Wow, that went better than expected, we’re just talking about 40% of the source code tarball at this point. Definitely acceptable, here’re the numbers for the release candidates in direct comparison, with and without pre-built documentation:

  • 6.1M – beast-no-docs-0.8.1-rc1.tar.bz2
  • 8.6M – beast-full-docs-0.8.1-rc1.tar.bz2

Disable Documentation generation rules in tarballs

Now that we’ve established that shipping documentation without graphs results in an acceptable tarball size increase, it’s easy to make the call to include full documentations with tarball releases. As a nice side effect, auto-generation of the documentation in tarballs can be disabled (not having the Git tree and other tools available, it’d be prone to fail anway). The only thing to watch out for is a srcdir!=builddir case with automake, as in Git trees documentation is build inside builddir, while it’s shipped and available from within srcdir in tarballs.

Pros and Cons for shipping documentation

  • Con: Tarball sizes increase, but the size difference seems accaptable, practical tests show less than 50% increase in tarball sizes for documentation excluding generated graphics.
  • Con: Tarball source changes cannot be reflected in docs. This mostly affects packagers, it’d be nice to receive substantial patches in upstream as a remedy.
  • Pro: The build logic is significantly simplified, allowing a hard dependency on Git and skipping complex conditionals for tool availability.
  • Pro: Build time and complexity from tarballs is reduced. A nice side effect, considering the variety of documentation tools out there, sgml-tools, doxygen, gtk-doc, etc.

For me the pros in this case clearly outweigh the cons. I’m happy to hear about pros and cons I might have missed.

Prior Art?

Looking around the web for cases of other projects doing this didn’t turn up too many examples.
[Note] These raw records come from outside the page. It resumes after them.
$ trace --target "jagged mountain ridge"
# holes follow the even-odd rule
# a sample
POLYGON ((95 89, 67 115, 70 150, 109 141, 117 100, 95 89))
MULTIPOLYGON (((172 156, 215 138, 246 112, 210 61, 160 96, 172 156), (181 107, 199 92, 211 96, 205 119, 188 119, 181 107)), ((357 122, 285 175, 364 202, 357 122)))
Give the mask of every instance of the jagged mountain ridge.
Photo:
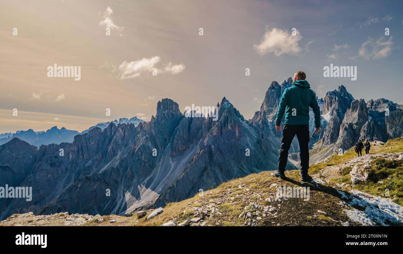
MULTIPOLYGON (((33 201, 13 201, 3 209, 5 211, 0 217, 29 211, 35 214, 130 213, 154 204, 163 205, 181 200, 200 189, 213 188, 251 173, 275 169, 281 134, 274 131, 273 121, 282 91, 291 85, 290 79, 281 86, 272 82, 260 111, 249 120, 245 121, 225 97, 218 104, 216 121, 211 118, 186 117, 177 103, 164 99, 158 102, 156 117, 149 122, 137 127, 111 123, 103 130, 96 127, 75 136, 71 143, 42 145, 35 153, 35 159, 30 161, 33 164, 30 174, 20 184, 37 190, 33 201), (61 148, 64 156, 59 156, 61 148), (156 156, 153 156, 154 149, 156 156), (246 155, 247 149, 250 156, 246 155), (106 195, 107 189, 110 190, 110 197, 106 195)), ((340 125, 346 115, 349 116, 346 126, 358 123, 363 131, 378 133, 378 128, 391 136, 401 132, 401 118, 398 117, 401 106, 387 100, 371 102, 371 109, 367 109, 366 122, 358 119, 361 114, 350 110, 354 98, 343 86, 318 100, 322 113, 326 112, 322 119, 326 131, 317 135, 319 141, 315 145, 326 149, 329 155, 337 151, 328 148, 335 147, 339 134, 344 133, 340 125), (381 111, 385 107, 390 108, 390 112, 382 125, 381 111), (349 110, 351 112, 347 114, 349 110), (376 122, 378 126, 369 123, 376 120, 380 121, 376 122), (333 143, 324 144, 330 137, 333 143)), ((365 111, 362 102, 358 104, 360 112, 365 111)), ((352 137, 351 140, 355 138, 352 137)), ((294 142, 291 152, 297 151, 294 142)), ((314 156, 311 162, 323 156, 314 156)), ((295 162, 290 162, 287 168, 295 168, 295 162)))
POLYGON ((277 148, 270 137, 225 97, 218 116, 217 121, 186 117, 176 102, 164 99, 149 122, 111 123, 75 136, 71 143, 42 145, 20 184, 32 186, 32 201, 13 201, 0 217, 26 211, 130 213, 275 166, 277 148))
POLYGON ((76 135, 87 133, 96 127, 103 130, 111 123, 115 125, 119 123, 133 123, 137 126, 139 123, 142 122, 144 122, 144 121, 139 119, 137 117, 130 119, 123 117, 120 118, 118 121, 115 120, 110 122, 99 123, 81 133, 77 131, 67 129, 64 127, 59 129, 57 126, 52 127, 45 131, 34 131, 32 129, 27 131, 18 131, 15 133, 8 133, 0 134, 0 145, 6 143, 15 137, 18 137, 38 147, 42 145, 52 143, 58 144, 64 142, 71 143, 74 140, 74 136, 76 135))

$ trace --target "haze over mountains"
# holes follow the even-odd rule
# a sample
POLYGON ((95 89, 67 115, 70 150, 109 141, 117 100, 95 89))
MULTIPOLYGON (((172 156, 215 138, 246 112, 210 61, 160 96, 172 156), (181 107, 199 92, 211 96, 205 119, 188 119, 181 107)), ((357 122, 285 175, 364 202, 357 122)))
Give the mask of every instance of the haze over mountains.
MULTIPOLYGON (((274 119, 283 92, 291 83, 291 78, 281 85, 272 82, 249 120, 225 97, 216 121, 186 117, 177 103, 165 98, 150 122, 100 123, 70 142, 39 149, 12 138, 0 145, 0 186, 32 186, 33 195, 31 201, 0 200, 0 219, 27 211, 130 213, 275 169, 281 133, 274 129, 274 119)), ((322 130, 311 141, 311 163, 349 148, 358 138, 385 141, 403 133, 401 105, 385 99, 355 100, 343 86, 318 99, 322 130)), ((297 166, 298 150, 293 142, 287 168, 297 166)))
POLYGON ((56 126, 54 126, 46 131, 34 131, 31 129, 27 131, 18 131, 15 133, 8 133, 0 134, 0 145, 6 143, 15 137, 18 137, 38 147, 42 145, 60 144, 63 142, 71 143, 73 141, 74 136, 76 135, 86 133, 96 127, 103 130, 111 123, 114 124, 131 123, 137 126, 139 123, 143 121, 136 117, 130 119, 120 118, 118 120, 100 123, 81 133, 77 131, 68 130, 64 127, 59 129, 56 126))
There’s some probability that most projects don’t yet trade documentation generation rules for pre-generated documentation in tarballs.

If you know projects that turned to pre-generated documentation, please let me know about them.

I’m also very interested in end-user and packager’s opinions on this. Also, do people know about other materials that projects include pre-built in tarballs? And without the means to regenerate everything from just the tarballs?